High on my wish list is a 1690-1710 mantilla and with that I would need a fontange cap. This rather absurd cap fashion became popular during the 1680’s and remained popular until the 1710’s, or so. It was usually paired with a high hairstyle, confusingly enough usually called a fontange hairstyle. To be technical the fontange was the ribbons on the cap, the high pleated frill was called a frelange. As it rose higher and higher it was supported by a wire construction called commode.
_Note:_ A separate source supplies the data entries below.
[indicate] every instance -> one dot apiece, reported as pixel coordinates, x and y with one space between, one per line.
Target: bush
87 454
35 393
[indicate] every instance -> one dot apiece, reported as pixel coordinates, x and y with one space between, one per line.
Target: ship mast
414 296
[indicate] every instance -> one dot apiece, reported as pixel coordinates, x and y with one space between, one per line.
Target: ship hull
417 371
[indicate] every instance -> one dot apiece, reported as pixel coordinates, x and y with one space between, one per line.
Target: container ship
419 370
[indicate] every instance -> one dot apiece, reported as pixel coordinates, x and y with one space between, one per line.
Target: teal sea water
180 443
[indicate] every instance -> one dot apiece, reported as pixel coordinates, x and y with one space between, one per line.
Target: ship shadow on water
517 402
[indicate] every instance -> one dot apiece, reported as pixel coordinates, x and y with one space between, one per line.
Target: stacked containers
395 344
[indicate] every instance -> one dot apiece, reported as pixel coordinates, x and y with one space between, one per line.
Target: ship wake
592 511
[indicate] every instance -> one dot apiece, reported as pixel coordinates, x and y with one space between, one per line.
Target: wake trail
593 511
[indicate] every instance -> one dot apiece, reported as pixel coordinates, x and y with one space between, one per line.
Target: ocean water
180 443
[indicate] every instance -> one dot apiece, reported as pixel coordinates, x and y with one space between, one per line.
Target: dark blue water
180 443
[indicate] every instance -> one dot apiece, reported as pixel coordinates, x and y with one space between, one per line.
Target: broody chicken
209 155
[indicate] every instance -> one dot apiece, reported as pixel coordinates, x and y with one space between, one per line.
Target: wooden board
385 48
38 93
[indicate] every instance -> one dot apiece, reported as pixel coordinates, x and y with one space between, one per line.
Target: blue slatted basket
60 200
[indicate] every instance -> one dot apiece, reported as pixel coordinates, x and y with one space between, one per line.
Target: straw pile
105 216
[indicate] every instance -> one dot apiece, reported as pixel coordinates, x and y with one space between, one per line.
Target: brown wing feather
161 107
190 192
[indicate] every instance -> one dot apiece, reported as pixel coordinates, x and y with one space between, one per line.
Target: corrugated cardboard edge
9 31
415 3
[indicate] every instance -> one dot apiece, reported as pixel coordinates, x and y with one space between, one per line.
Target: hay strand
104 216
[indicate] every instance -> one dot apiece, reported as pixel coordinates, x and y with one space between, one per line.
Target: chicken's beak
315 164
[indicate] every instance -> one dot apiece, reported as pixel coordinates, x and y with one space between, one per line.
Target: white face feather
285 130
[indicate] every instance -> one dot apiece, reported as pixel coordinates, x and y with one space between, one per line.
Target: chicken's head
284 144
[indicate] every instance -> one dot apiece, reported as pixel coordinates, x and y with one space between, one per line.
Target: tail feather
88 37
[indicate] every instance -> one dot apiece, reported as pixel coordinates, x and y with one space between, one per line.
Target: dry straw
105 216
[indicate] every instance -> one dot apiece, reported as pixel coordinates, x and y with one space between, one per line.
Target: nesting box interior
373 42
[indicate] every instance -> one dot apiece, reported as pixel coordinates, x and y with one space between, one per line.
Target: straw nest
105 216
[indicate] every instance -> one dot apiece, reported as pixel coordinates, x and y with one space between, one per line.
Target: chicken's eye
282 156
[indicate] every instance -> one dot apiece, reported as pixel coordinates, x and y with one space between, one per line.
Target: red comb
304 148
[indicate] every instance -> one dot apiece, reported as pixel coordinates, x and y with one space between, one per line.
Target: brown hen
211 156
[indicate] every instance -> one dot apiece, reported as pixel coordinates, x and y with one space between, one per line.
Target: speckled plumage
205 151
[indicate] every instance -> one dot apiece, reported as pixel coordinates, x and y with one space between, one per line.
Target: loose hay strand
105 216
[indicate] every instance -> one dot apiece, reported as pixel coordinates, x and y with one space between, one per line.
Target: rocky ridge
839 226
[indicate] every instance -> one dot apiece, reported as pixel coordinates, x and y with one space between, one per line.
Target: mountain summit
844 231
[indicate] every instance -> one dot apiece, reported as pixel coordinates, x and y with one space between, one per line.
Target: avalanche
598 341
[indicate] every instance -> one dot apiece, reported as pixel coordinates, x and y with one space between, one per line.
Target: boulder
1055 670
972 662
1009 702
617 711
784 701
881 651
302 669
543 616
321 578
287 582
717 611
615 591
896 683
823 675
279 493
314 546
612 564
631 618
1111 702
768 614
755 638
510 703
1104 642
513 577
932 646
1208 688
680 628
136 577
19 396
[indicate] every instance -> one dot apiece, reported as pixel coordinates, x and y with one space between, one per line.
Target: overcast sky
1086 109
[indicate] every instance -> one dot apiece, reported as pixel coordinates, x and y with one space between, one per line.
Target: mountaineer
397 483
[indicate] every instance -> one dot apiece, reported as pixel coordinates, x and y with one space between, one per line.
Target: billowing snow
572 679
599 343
The only extant fontange cap, as far as i know, is actually worn by a doll, known as Lady Clapham. V&A describes it like this:

Circular doll's cap consisting of the cap, wire and ribbon. The cap is made of spotted lawn edged in English bobbin lace which falls into two lappets on either side of the face. It has a graduated double frill ('Monte la haut'), a narrower frill in front and a taller frill behind. The frill is supported by a wire covered in muslin formed in a semi-circle with eight radiating spokes graduating to the highest in the centre. The cap is circled with pink silk taffeta ribbon which is twisted about the cap, and is tied in two bows and lined with brown silk. The ribbon is padded in between and sewn to a cotton band which forms a base to attach to the doll's head. The cap is secured by a linen cord drawn through the back breadth.

 
Victoria & Albert
Unfortunately no one seems to have made a proper pattern.
 
 
If you look at art, the standing frill seems to have been done rather differently. 
 
Anne de Souvré, marquise de Louvois by Simon Dequoy, 1695

16Mme Roig, née Theresa Gazanyola, unknown artist, 1699

María Luisa Gabriela de Saboya by Miguel Jacinto Meléndez, 1712-1714


Unknown widow, ca 1690

Maria Anna of Pfalz-Neuburg by Godfried Schalcken, 1690 
Go to the web page to be able to zoom in.
 

Marchioness Angela Maria Lombardi, unknown artist, ca 1710

Recueil des modes de la cour de France, 'Femme de qualité, en d'Eshabillé d'Esté' by Nicholas Arnout, 1687
I’m making a modified version of two layers of fine white linen and lace made by my grandmother.

Monday, 7 September 2015

What I'm working on

I haven’t posted much this year because I haven’t sewn much. All the joy in sewing just disappeared and it was only this summer it started to return. But I’ve actually finished something:
 
A 1940’s style handbag (still in need of a last ironing). It will match an unlined coat which is halfway done.

 
 
 
I’ve also started an embroidery project, which will probably take some time:

 
The pattern is from a jacket in V&A, only that one is embroidered in silver. I’m taking a liberty in using blue silk thread, but it’s a period correct thread; Gilt Sylke Twist in Popyngay.
 
I’m also working on a working pattern for a pair of 17th century stays.Merging my shape with the patterns for the pink stays with sleeves from V&A are a bit of a trial. I’m on toile number three now, but I’m going to make it in cardboard as the fit seems fine but I want to make sure all the angles work. I also plan to make a mantilla. I don’t need more projects, I know, but the extant mantilla I have the pattern from is dated to 1690-1710 which would give me a quick 17th century appropriate garment and also one that doesn’t required more than token lacing. Also, I found a white/silver brocade at Pure Silks that I had to have… (The black is also for the mantilla, the pink taffeta for a 17th century petticoat.) I need to tweak the pattern a bit, though.
 
 
And I’m making a fontange cap to go with it. Not a very big one and a chance to use some of the lace my grandmother made. Next step is pleating the standing part and attach it to the cap.